Just three states ― Florida, Texas and Missouri ― accounted for 40% of all new cases over the past week, White House COVID-19 response coordinator Jeffrey Zients said Thursday. All have comparatively low inoculation rates.

“The threat is now predominantly only to the unvaccinated,” Zients said.

One in five new cases was in Florida alone, for the second week in a row. The Sunshine State recently documented its highest daily number of new cases since late January, with 12,647 recorded on Wednesday, according to the Centers for Disease Control and Prevention.

Overall, states in the Northeast are doing the best job distributing the shots ― Vermont is approaching 70% of its population being fully vaccinated ― while the South and parts of the West struggle to convince people to get the jab. Texas and Missouri lag behind much of the country in vaccinations, with 43% and 40% of their respective populations fully inoculated. Florida is squarely in the middle, with 48% fully inoculated, according to CDC data.

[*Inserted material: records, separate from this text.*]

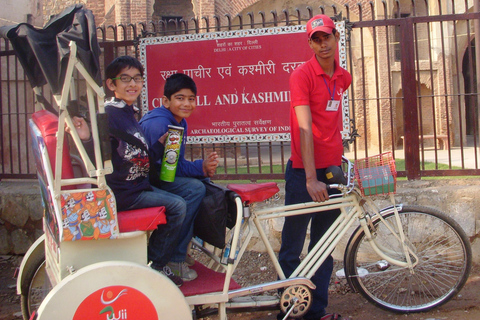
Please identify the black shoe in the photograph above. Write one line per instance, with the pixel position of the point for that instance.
(166, 271)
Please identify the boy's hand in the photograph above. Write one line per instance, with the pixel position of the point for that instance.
(82, 128)
(210, 164)
(163, 138)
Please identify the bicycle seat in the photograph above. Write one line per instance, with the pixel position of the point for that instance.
(254, 192)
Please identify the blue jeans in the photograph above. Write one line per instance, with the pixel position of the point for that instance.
(164, 239)
(294, 233)
(192, 190)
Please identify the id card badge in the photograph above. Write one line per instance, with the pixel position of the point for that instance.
(333, 105)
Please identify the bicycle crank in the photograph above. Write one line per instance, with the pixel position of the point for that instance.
(295, 301)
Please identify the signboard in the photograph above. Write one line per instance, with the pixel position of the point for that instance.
(241, 76)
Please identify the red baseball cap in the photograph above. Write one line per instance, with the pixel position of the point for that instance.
(320, 22)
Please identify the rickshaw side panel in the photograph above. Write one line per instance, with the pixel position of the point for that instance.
(37, 248)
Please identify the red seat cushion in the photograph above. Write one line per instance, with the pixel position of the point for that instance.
(254, 192)
(141, 219)
(208, 281)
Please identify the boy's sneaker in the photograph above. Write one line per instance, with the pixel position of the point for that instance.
(182, 270)
(166, 271)
(189, 261)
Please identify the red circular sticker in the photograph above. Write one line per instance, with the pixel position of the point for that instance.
(116, 302)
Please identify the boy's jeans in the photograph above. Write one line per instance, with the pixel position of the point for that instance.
(192, 191)
(165, 238)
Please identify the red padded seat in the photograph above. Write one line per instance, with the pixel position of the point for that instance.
(254, 192)
(145, 219)
(131, 220)
(208, 281)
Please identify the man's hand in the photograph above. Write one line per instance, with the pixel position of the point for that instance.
(82, 128)
(210, 164)
(317, 190)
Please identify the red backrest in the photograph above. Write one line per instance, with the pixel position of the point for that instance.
(47, 123)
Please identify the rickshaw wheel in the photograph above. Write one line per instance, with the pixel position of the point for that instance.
(297, 297)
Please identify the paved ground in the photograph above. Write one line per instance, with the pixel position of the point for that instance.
(464, 307)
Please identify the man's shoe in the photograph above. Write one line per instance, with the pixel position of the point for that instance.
(166, 271)
(182, 270)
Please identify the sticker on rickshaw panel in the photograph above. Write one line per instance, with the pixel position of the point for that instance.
(116, 302)
(89, 215)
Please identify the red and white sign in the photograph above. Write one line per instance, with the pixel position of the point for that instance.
(242, 80)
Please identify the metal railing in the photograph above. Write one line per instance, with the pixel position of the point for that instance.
(413, 90)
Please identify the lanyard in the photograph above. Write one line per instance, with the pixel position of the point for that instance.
(328, 88)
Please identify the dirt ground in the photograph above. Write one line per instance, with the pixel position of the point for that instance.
(256, 268)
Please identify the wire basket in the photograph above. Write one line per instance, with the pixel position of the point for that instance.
(376, 174)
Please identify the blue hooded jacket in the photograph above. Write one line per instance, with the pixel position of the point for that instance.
(154, 124)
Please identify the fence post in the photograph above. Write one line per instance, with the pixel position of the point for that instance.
(410, 109)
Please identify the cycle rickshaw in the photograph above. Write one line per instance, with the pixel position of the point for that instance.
(92, 260)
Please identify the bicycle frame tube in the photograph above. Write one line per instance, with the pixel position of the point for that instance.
(351, 210)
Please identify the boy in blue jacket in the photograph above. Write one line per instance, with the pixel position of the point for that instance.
(130, 178)
(179, 101)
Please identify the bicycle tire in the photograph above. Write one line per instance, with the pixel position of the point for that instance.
(36, 284)
(444, 254)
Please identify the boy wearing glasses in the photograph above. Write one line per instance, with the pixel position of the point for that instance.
(130, 178)
(179, 101)
(316, 121)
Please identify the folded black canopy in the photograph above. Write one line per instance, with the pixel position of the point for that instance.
(44, 53)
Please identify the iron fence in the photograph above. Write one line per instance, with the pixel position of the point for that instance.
(414, 89)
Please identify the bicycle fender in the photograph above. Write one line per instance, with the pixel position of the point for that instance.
(389, 209)
(36, 248)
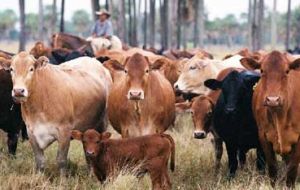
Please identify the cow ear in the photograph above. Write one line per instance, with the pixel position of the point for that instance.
(5, 63)
(75, 134)
(213, 84)
(158, 64)
(113, 65)
(102, 59)
(106, 135)
(295, 65)
(41, 62)
(183, 107)
(250, 64)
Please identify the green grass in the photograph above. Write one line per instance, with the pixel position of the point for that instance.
(194, 168)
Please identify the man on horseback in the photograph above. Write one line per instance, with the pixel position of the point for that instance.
(102, 33)
(103, 26)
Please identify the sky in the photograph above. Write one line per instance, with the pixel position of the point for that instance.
(215, 8)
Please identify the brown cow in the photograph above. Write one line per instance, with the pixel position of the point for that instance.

In Alabama, which is also recording new cases at the same rate as it did in late January, Republican Gov. Kay Ivey declared Thursday that “it’s time to start blaming the unvaccinated folks, not the regular folks” for “letting us down.”

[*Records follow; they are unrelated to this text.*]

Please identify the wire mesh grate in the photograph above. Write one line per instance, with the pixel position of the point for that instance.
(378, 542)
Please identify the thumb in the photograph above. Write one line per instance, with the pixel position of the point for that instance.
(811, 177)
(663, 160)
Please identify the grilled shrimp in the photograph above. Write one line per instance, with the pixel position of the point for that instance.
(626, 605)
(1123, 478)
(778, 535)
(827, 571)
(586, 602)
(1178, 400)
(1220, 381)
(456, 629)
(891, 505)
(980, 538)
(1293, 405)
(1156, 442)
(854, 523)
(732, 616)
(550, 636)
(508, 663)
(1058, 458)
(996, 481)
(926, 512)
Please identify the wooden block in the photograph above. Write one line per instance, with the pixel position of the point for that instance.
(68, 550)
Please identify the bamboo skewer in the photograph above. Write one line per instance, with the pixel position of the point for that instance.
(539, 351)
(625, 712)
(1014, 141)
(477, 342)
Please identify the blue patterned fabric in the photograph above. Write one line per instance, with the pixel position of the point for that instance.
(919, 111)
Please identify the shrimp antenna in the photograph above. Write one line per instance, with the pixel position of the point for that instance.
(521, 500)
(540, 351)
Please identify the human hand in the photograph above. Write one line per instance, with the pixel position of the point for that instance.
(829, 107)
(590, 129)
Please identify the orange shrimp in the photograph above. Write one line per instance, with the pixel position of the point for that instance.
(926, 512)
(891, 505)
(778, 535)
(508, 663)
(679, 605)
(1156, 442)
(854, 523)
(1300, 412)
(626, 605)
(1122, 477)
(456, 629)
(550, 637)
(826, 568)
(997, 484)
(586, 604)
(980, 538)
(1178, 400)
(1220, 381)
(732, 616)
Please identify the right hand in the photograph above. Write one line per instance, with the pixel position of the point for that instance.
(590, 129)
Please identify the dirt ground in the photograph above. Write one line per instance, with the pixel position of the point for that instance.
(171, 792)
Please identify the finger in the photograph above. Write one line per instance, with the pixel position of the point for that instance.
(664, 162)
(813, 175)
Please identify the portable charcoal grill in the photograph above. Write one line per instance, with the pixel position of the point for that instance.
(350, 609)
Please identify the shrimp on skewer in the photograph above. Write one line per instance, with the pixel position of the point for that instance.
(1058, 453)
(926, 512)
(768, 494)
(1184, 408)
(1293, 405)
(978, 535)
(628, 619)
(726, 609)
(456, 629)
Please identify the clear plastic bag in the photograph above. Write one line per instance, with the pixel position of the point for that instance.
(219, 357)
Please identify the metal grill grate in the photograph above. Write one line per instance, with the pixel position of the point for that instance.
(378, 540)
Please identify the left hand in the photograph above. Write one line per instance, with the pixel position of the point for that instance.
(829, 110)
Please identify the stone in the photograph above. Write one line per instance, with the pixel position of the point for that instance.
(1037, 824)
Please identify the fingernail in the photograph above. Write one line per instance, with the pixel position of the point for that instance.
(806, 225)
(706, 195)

Ivey appeared frustrated when a reporter asked what could be done to encourage more Alabamans to get their shots, saying, “I don’t know. You tell me. Folks supposed to have common sense.”

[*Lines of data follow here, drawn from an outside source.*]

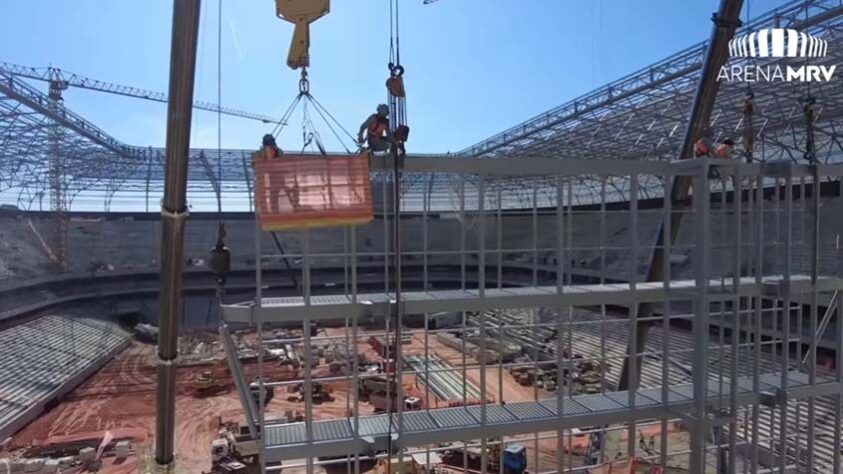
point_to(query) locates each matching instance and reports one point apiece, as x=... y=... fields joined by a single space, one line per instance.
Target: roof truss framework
x=640 y=116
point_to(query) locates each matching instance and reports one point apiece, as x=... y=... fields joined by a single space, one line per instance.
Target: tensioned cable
x=219 y=111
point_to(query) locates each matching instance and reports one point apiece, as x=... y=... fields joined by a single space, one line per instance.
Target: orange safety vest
x=378 y=128
x=701 y=148
x=722 y=151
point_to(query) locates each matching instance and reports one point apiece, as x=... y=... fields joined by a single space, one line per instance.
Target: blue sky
x=474 y=67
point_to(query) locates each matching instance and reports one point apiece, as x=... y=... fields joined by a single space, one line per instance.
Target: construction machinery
x=234 y=443
x=320 y=392
x=255 y=389
x=301 y=13
x=212 y=382
x=513 y=460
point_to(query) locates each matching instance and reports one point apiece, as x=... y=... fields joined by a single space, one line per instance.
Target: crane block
x=301 y=13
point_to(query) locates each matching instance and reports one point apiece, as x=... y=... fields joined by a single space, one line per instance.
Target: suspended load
x=308 y=192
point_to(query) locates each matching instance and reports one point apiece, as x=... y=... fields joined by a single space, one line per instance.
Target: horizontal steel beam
x=291 y=309
x=337 y=437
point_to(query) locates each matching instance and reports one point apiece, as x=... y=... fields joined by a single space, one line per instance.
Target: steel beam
x=174 y=213
x=726 y=20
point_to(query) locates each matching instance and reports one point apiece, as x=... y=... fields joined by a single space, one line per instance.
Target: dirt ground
x=121 y=398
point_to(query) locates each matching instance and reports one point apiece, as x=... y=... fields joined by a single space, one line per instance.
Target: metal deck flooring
x=337 y=437
x=47 y=357
x=289 y=309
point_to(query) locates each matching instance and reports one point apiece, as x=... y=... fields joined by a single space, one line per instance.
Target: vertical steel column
x=725 y=22
x=634 y=369
x=173 y=214
x=786 y=308
x=757 y=338
x=149 y=177
x=355 y=360
x=481 y=293
x=702 y=227
x=815 y=270
x=560 y=286
x=308 y=350
x=737 y=198
x=398 y=310
x=248 y=182
x=666 y=279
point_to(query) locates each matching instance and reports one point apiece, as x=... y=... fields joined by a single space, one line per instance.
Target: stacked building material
x=443 y=380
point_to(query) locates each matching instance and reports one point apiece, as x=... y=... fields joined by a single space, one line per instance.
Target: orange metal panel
x=306 y=192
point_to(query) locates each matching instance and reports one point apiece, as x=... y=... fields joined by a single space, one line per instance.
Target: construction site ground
x=120 y=398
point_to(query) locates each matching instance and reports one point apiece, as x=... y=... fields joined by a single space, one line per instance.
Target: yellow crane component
x=301 y=13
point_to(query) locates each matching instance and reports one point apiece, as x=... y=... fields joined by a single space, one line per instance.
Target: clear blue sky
x=474 y=67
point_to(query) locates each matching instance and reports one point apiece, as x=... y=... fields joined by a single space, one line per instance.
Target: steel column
x=725 y=22
x=174 y=214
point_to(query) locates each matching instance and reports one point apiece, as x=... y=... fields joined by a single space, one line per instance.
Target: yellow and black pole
x=173 y=217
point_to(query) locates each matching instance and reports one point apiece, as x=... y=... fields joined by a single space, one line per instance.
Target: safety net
x=307 y=191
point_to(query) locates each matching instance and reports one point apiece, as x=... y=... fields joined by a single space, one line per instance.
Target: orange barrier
x=307 y=192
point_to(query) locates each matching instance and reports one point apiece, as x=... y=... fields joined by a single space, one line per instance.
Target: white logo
x=771 y=44
x=778 y=43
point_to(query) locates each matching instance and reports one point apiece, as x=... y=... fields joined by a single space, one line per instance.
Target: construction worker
x=724 y=149
x=288 y=184
x=703 y=146
x=378 y=135
x=269 y=149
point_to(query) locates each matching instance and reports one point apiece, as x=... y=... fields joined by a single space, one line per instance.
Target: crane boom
x=65 y=79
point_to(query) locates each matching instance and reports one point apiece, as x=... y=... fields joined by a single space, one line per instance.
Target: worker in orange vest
x=703 y=146
x=276 y=184
x=378 y=135
x=724 y=149
x=269 y=149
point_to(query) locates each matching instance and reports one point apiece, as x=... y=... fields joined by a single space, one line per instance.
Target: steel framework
x=720 y=387
x=639 y=117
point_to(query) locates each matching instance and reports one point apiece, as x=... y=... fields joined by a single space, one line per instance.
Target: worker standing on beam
x=378 y=135
x=724 y=149
x=270 y=151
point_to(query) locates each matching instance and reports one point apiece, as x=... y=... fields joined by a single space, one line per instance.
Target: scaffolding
x=732 y=382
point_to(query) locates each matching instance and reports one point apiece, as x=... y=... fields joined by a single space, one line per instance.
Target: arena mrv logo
x=807 y=52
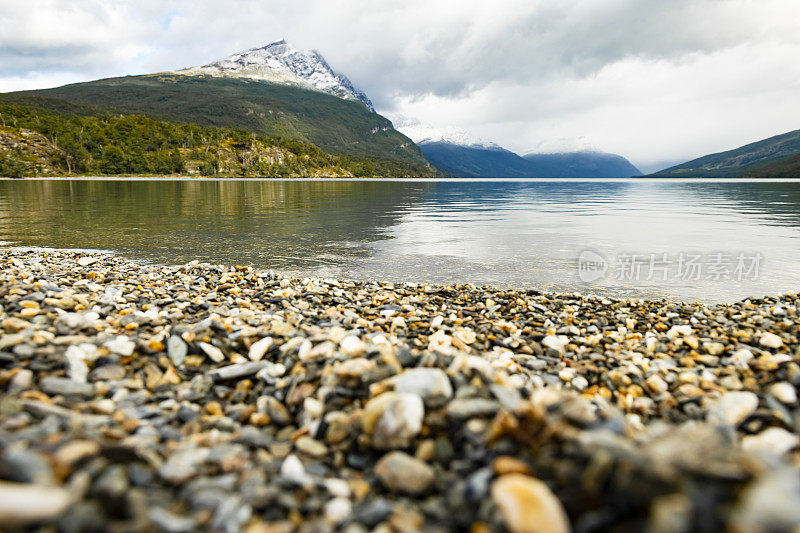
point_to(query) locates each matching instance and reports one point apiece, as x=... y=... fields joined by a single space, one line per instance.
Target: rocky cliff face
x=279 y=62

The Biden administration said Thursday it would be sending an additional $100 million to rural health clinics to help support vaccination efforts; the administration sent $400 million to around 1,500 rural hospitals to increase testing.

Zients credited the effectiveness of the Pfizer, Moderna and Johnson & Johnson vaccines ― all currently available under an emergency use authorization from the Food and Drug Administration ― for changing the course of the pandemic.

He noted one positive trend: In places where cases are increasing more rapidly than the national average, vaccination rates are also increasing more rapidly than average, namely in Arkansas, Florida, Louisiana, Missouri and Nevada.

“People in these states are feeling the impact of being unvaccinated and responding with action,” Zients said.

The vast majority of new infections, hospitalizations and deaths are now occurring in unvaccinated people; infectious disease expert Dr. Anthony Fauci said earlier this month that more than 99% of recent deaths are among the unvaccinated.

Driving the surge is the delta variant of the coronavirus, which is even more transmissible than the original variant. It is believed to have evolved during unchecked COVID-19 spread in India. The more a virus spreads, the more opportunity it has to mutate ― potentially leading to more harmful versions.